There are some here who can remember instances in life when, if they had bought a certain property, they would have become very rich. A few acres that would have cost them almost nothing were offered them. They refused them. Afterward a large village or city sprung up on those acres of ground, and they see what a mistake they made in not buying the property. There was an opportunity of getting it. It never came back again. And so it is in regard to a man's spiritual and eternal fortune. There is a chance; if you let that go, perhaps it never comes back. Certainly, that one never comes back.
A gentleman told me that at the battle of Gettysburg he stood upon a height looking off upon the conflicting armies. He said it was the most exciting moment of his life; now one army seeming to triumph, and now the other. After awhile the host wheeled in such a way that he knew in five minutes the whole question would be decided. He said the emotion was almost unbearable. There is just such a time to-day with you, O impenitent soul!—the forces of light on the one side, and the siege-guns of hell on the other side, and in a few moments the matter will be settled for eternity.
There is a time which mercy has set for leaving port. If you are on board before that, you will get a passage for heaven. If you are not on board, you miss your passage for heaven. As in law courts a case is sometimes adjourned from term to term, and from year to year till the bill of costs eats up the entire estate, so there are men who are adjourning the matter of religion from time to time, and from year to year, until heavenly bliss is the bill of costs the man will have to pay for it.

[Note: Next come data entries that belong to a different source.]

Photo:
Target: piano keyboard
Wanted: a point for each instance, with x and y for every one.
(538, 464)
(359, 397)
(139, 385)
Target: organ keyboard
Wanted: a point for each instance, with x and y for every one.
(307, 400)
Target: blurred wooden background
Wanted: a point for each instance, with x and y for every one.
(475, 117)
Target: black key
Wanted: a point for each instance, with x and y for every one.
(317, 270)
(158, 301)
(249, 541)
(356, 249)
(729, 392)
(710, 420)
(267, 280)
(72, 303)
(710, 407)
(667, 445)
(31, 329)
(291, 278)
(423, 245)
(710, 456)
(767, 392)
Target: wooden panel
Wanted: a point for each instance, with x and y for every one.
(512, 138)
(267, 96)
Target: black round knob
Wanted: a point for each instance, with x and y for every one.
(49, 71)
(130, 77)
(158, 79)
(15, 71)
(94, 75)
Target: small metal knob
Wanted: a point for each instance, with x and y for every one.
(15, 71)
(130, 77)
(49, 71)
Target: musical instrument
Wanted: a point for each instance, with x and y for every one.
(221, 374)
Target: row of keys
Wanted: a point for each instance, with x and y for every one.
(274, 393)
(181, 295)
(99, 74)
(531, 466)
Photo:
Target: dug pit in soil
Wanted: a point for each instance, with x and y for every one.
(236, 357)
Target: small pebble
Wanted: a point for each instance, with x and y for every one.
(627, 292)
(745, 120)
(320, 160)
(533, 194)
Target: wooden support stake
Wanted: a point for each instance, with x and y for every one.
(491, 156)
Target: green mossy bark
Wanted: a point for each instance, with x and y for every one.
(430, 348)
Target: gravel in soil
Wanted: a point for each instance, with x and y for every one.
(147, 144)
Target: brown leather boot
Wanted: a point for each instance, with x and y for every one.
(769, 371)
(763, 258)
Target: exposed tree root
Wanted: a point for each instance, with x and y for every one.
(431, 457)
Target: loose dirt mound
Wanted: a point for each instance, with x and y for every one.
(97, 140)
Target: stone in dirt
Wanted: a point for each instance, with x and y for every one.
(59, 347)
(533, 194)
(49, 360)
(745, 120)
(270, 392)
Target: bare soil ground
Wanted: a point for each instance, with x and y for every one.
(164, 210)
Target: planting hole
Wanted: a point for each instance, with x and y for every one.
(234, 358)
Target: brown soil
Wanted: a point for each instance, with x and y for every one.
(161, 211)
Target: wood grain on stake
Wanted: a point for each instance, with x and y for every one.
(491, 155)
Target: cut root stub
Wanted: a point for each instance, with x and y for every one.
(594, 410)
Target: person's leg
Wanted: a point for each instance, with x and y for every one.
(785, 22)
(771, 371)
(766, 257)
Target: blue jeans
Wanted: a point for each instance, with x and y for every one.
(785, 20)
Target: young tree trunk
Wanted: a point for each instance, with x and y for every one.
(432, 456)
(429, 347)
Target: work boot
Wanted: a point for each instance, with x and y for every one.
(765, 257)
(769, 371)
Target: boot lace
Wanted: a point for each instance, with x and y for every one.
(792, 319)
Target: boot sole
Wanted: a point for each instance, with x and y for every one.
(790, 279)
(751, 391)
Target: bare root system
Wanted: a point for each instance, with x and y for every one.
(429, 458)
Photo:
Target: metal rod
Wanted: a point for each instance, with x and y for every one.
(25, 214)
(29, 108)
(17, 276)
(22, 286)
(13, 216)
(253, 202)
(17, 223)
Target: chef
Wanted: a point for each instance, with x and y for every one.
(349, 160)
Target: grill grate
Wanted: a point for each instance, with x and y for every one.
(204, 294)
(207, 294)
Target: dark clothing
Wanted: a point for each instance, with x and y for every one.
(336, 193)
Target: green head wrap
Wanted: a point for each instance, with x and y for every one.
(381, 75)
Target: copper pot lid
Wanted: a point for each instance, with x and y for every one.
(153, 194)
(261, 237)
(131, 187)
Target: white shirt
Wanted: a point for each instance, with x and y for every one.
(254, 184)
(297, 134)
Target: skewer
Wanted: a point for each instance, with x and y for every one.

Why defer this matter, oh, my dear hearer? Have you any idea that sin will wear out? that it will evaporate? that it will relax its grasp? that you may find religion as a man accidentally finds a lost pocket-book? Ah, no! No man ever became a Christian by accident, or by the relaxing of sin. The embarrassments are all the time increasing. The hosts of darkness are recruiting, and the longer you postpone this matter the steeper the path will become. I ask those men who are before me this morning, whether, in the ten or fifteen years they have passed in the postponement of these matters, they have come any nearer God or heaven?
I would not be afraid to challenge this whole audience, so far as they may not have found the peace of the Gospel, in regard to the matter. Your hearts, you are willing frankly to tell me, are becoming harder and harder, and that if you come to Christ it will be more of an undertaking now than it ever would have been before. Oh, fly for refuge! The avenger of blood is on the track! The throne of judgment will soon be set; and, if you have anything to do toward your eternal salvation, you had better do it now, for the redemption of your soul is precious, and it ceaseth forever!